Dinsdag kwamen in Waver meer dan 400 militanten samen in het kader van de acties in de openbare diensten. Het werd een enthousiasmerende actie in de gemeente van Charles Michel. Verschillende syndicalisten uit verschillende sectoren namen er het woord en illustreerden zo het veralgemeende karakter van de woede ten op zichte van het beleid van de regering: spoorpersoneel, federale overheidsdiensten, leerkrachten, brandweer, gezondheidszorg en zelfs politie waren vertegenwoordigd in de speeches.De rode draad was het groot aantal verwijten richting de overheid: tekort aan effectieven, afbouw van dienstverlening aan de bevolking, te hoge werkdruk, bezuinigingen en de verslechtering van de arbeidsomstandigheden in een situatie die wordt gekenmerkt door enorme tekorten ten gevolge van het beleid van de afgelopen decennia. Het doel om de regering ten doen vallen werd duidelijk naar voor geschoven en de noodzaak om de solidariteit op te bouwen tussen de verschillende sectoren. Laat ons samen deze besparingsregering doen vallen die de provocaties opstapelt. Laat ons het verzet veralgemenen!
-
Namen: laten we deze regering begraven als we onze openbare diensten willen redden
Ook in Namen waren het de cipiers en het spoorpersoneel die de toon zetten. Eens te meer waren ze talrijk aanwezig op hun piketten van in de vroege uurtjes. De militanten willen zich niet meer laten doen door de regering die de rijken dient en die de werkomstandigheden en openbare diensten afbreekt. Ze waren allemaal heel duidelijk dat die strijd eenheid vereist en dat is waarom de spoorarbeiders, net zoals de dag voordien, aanwezig waren op het piket aan de gevangenis. Nadien hebben ze de bijeenkomst van de andere sectoren van het ACOD aan het stadhuis vervoegd.Het gemeentepersoneel, vele leerkrachten, maar ook werknemers van TEC (De Lijn in het Waalse Gewest) en vele anderen hebben een duidelijk signaal gegeven: als we willen dat onze openbare diensten overleven, moeten we deze regering begraven.Door Emily (Namen)
Later op de dag vond er een betoging plaats die eindigde aan de zetel van de Waalse regering.
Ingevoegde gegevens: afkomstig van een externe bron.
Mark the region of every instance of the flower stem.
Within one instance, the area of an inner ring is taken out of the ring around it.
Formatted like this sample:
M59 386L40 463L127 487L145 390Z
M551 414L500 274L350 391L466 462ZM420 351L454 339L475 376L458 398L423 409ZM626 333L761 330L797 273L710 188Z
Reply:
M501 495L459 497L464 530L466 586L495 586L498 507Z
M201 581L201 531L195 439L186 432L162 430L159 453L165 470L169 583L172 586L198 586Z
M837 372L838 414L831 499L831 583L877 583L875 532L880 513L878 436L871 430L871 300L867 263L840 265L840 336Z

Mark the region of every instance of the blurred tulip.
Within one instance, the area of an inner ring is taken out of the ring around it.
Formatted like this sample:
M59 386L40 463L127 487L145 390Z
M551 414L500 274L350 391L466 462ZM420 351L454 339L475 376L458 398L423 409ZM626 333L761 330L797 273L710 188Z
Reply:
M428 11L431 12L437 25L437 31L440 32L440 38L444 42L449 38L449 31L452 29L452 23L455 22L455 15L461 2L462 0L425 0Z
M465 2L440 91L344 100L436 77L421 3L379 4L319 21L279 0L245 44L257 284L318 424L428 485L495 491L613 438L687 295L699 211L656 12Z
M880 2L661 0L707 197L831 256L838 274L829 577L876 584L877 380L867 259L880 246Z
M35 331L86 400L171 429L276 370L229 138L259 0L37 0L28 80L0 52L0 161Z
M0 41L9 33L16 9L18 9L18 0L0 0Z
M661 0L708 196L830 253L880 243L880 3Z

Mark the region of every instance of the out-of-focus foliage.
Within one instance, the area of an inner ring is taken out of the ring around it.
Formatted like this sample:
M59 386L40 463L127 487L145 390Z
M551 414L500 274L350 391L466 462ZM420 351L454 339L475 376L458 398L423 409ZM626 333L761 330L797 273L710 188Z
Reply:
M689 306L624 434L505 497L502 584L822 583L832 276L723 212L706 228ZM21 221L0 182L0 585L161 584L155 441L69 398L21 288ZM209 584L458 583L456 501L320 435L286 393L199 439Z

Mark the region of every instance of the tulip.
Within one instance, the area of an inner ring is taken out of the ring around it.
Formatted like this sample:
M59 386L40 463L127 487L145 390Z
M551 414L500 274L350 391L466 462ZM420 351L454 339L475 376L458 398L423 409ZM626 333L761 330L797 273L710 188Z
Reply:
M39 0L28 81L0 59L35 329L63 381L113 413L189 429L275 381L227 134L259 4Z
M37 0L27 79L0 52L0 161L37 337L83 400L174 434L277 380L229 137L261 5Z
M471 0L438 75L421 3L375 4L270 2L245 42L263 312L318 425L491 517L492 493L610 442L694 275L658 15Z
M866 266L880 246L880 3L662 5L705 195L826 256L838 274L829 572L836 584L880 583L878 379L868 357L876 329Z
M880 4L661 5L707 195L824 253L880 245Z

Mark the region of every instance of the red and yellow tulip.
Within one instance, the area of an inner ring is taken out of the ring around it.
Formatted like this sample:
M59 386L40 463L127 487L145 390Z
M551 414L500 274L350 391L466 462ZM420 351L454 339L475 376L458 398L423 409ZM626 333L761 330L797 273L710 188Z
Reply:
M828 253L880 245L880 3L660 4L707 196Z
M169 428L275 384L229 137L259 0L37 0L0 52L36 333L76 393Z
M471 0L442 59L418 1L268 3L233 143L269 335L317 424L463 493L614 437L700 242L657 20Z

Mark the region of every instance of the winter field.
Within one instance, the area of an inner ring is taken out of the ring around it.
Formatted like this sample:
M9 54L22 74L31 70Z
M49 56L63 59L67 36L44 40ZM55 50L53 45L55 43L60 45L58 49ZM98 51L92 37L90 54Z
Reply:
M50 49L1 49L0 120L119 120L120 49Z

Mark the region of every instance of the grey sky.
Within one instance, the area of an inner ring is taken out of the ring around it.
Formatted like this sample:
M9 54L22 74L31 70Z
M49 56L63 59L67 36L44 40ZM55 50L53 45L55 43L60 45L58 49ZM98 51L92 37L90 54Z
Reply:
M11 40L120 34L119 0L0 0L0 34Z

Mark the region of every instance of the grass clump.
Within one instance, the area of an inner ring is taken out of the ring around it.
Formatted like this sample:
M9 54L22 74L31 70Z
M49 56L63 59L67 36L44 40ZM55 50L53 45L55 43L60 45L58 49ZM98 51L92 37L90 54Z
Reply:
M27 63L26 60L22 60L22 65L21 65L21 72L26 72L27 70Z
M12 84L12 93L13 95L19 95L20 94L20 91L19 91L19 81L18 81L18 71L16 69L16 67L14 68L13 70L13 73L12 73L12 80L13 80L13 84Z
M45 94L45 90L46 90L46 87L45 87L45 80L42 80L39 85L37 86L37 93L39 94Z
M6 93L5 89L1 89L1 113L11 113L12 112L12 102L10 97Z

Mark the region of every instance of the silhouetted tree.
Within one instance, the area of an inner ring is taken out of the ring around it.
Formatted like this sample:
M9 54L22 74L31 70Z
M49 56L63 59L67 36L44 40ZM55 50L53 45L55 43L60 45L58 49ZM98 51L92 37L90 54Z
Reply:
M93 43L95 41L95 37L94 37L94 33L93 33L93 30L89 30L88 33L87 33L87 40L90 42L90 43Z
Ondertussen belegden de spoormannen en -vrouwen een Algemene Vergadering. Een student die zijn solidariteit wou betuigen speelde vanuit een openstaand raam venster de Internationale, waarna hij opnieuw zijn studies aanvatte: het was een mooi teken van steun in een context waarin alle traditionele media de beweging afkeuren en vooral kwaadspreken in plaats van zich te informeren. Nu er een algemeen akkoord is over de noodzaak van de val van de regering, wordt er duchtig gediscussieerd over de vraag of we daartoe in staat zijn en hoe we dat best aanpakken.
Delen van het antwoord op die vragen werden gegeven tijdens het uitgebreide regionale comité van het ABVV die deze lange dag afrondde. In elke interventie werd herhaald dat het noodzakelijk is diegenen die het voorbeeld tonen (de cipiers en de spoorarbeiders) op een concrete manier te ondersteunen. 37 dagen staking vanwege de cipiers begint zowel financieel als moreel onnoemelijk zwaar te worden. In het licht van de tranen die die ochtend vloeiden, zal elke steun, inderdaad, noodzakelijk zijn.
De werknemers van het openbare vervoer (NMBS en TEC) vervolgen de beweging nu woensdag en waterwegen zullen ook geblokkeerd worden. De afgevaardigde hebben ook onderstreept dat het niet voldoende is enkel op te roepen voor een staking, maar dat zo’n staking ook echt opgebouwd en georganiseerd moet worden op de werkvloer.
Tenslotte hebben de centrales van de private sector hun solidariteit uitgesproken: wij zijn allemaal gebruikers van de openbare diensten en wat er vandaag gebeurt in de openbare diensten zal morgen gebeuren in de privé. De delegatie van de Dolomies uit Marche-les-Dames (mijnbouwbedrijf) heeft ook voorgesteld om binnenkort een solidariteitsactie met de stakers in de openbare diensten te organiseren, bijvoorbeeld door hun piketten te gaan versterken.
De volgende belangrijke stap is de 24e juni. Maar alvorens we daar zijn, zullen er acties en stakingen voortgezet worden tegen deze regering van de rijken. Zoals we dat gewoon zijn, zal de LSP in Charleroi volop participeren aan die mobilisaties om de beweging voort te stuwen tot aan de val van de regering en de val van het hele besparingsbeleid. De maat is vol, de strijd zal hard zijn, maar welke andere keuze rest er ons?!